In particular, when people imagine changes to gippity-based systems, such as “unhobbling” by adding tool access, they imagine that what gets opened up for the gippity is similar to what would be opened up for a human if you newly made that same change (e.g. gave a human that tool). I think this drives some “we’re close to having AGI” intuitions, and I think it’s mistaken.
Modulo, I think that more of the capabilities are coming from the RLVF than from copying humans than you seem to think.[1]
They get that almost entirely by copying from HPI represented in training data. They get some additional PI from various sources (RLVR, and just the pretraining itself (e.g. gippities know a bunch of things about the distribution of human text that no human knows), and from online reasoning (though of course there’s a memory problem, but that’s inessential)).
Why are you emphasizing the pretraining instead of the RL?
It’s in some sense a confident prediction to assert that Moore’s law will continue, in 1995. But, broadly, the burden of proof is more on the side of the guy who thinks that the trend will break.
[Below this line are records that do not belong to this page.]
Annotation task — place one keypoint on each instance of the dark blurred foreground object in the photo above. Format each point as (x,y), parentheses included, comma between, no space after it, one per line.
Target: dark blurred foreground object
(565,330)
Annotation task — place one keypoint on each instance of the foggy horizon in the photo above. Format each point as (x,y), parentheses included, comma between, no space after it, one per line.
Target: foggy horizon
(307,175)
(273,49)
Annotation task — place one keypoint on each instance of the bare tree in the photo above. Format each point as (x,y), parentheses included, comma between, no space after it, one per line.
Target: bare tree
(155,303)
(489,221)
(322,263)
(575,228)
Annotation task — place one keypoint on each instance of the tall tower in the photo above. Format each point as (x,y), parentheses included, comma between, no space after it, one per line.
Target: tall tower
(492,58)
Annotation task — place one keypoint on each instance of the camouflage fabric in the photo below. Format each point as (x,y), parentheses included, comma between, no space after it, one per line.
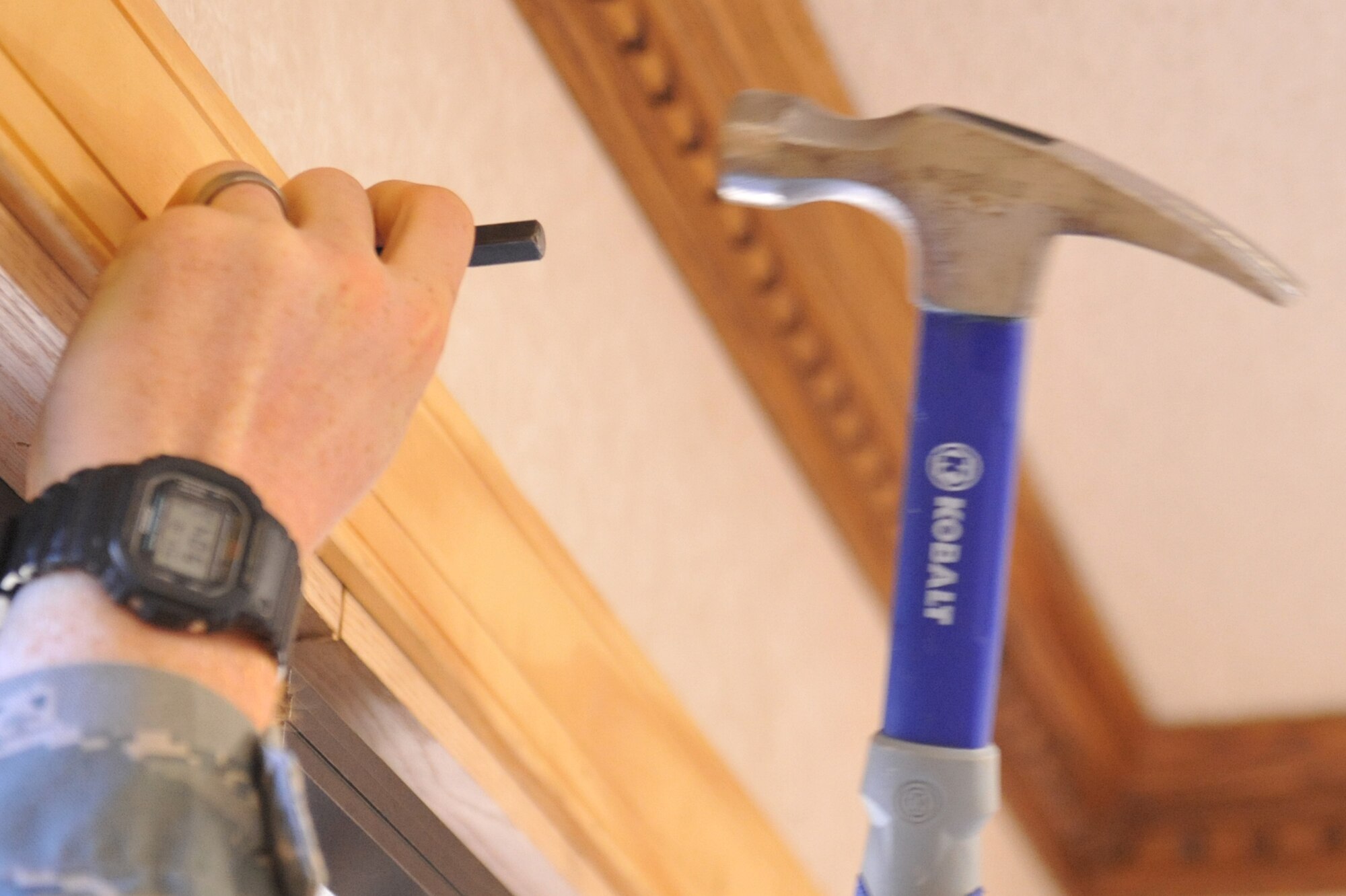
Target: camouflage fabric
(122,781)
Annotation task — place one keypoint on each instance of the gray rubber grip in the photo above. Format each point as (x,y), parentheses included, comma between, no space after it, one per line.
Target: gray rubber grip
(928,807)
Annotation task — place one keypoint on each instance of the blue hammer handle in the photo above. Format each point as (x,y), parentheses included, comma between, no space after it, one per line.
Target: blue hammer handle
(950,595)
(950,601)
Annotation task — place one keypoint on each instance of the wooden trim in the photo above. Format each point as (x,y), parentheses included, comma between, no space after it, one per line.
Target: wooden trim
(812,306)
(456,594)
(376,800)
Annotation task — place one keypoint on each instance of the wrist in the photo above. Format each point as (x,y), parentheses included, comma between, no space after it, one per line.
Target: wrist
(67,618)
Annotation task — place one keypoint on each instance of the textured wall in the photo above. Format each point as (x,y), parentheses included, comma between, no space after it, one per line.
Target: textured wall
(1189,438)
(601,385)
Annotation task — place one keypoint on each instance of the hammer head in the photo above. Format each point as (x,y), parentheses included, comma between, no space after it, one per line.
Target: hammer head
(981,198)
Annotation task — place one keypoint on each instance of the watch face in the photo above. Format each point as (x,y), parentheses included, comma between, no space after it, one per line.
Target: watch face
(192,532)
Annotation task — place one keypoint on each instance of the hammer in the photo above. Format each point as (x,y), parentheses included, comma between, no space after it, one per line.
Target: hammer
(978,201)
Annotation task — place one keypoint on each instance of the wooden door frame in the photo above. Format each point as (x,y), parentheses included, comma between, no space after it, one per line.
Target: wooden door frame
(445,583)
(812,306)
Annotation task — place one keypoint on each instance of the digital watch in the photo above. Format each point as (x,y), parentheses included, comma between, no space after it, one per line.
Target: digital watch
(181,544)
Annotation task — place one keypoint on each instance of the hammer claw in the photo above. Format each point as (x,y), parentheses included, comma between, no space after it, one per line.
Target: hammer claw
(981,198)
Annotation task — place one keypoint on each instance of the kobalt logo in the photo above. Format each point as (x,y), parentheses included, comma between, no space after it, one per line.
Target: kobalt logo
(954,466)
(946,551)
(951,468)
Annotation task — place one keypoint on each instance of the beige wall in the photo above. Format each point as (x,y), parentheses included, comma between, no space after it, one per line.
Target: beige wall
(602,388)
(1189,438)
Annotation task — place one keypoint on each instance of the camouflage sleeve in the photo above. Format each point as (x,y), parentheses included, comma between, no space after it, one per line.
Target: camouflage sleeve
(119,781)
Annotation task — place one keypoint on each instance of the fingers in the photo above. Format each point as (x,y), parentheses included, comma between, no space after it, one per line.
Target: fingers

Or at least, it’s not totally clear what the prior should be and where the burden of proof should lie.
Well, in this example, there is an end to Moore’s law specifically, and you can even approximately call it based on physics (atomic scale for transistors), and the guy who believes in LGU (line go up) narrowly for Moore’s law specifically would be being silly.
Let me refine my statement about burden of proof (recapitulating something from DMs). I think that 10 or 20 years ago, if you or I had had opinions about when AGI comes, we would have correctly had very broad/uncertain timelines. Is that true? Assuming that’s true: Right now, I have significantly shorter timelines than I shoulda/woulda had 10 years ago; I would have (if I had had worked out timelines) said it seemed quite unlikely, like <2% or something, to get AGI within 5 or 10 years. Now I say more like 5% or something like that.
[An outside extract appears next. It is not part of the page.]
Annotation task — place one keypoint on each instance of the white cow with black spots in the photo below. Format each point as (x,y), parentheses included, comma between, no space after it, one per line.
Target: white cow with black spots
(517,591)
I take it that you have quite a lot more probability on AGI within 10 years, though I just now realized I don’t actually know your specific beliefs. Could you link to writing you’ve done about your timelines beliefs? For example, would I be correct in assuming that your median is <10 years? Assuming that’s the case:
You must have had quite a large update. Your beliefs went from a broad spread out thing, to a quite sharp (relatively speaking) distribution. That update would look like something along the lines of:
By [arguments XYZ], the great majority* of prob-weighted hypotheses that say “AGI >10 years away” have been eliminated by the recent observations.
For example, if previously you had 80% probability on “AGI in >15 years”, and then 5 years later you have 50% probability on “AGI in <10 years”, then you must have lost at least 60% prob-weighted hypotheses from your original distribution.
I’m trying to understand that update. When I ask people about that update, they give various statements, but somehow I come away having no idea how they made their update to get to a confident (sharp) distribution. I mean, I can write out sentences like “gippity++ automates AI R&D”, and I mean, qualitatively I agree that this is plausible and is extremely alarming (and should be stopped ASAP etc. etc.); but I have no idea how people got so confident in that (relative to the earlier broad distribution).
I feel like I understand the question you’re asking:
~”If you previously had a very spread-out prediction, and now you have a relatively more narrow prediction, between then and now, you must have made a pretty large Bayesian update—you saw some evidence with a quite lopsided odds ratio.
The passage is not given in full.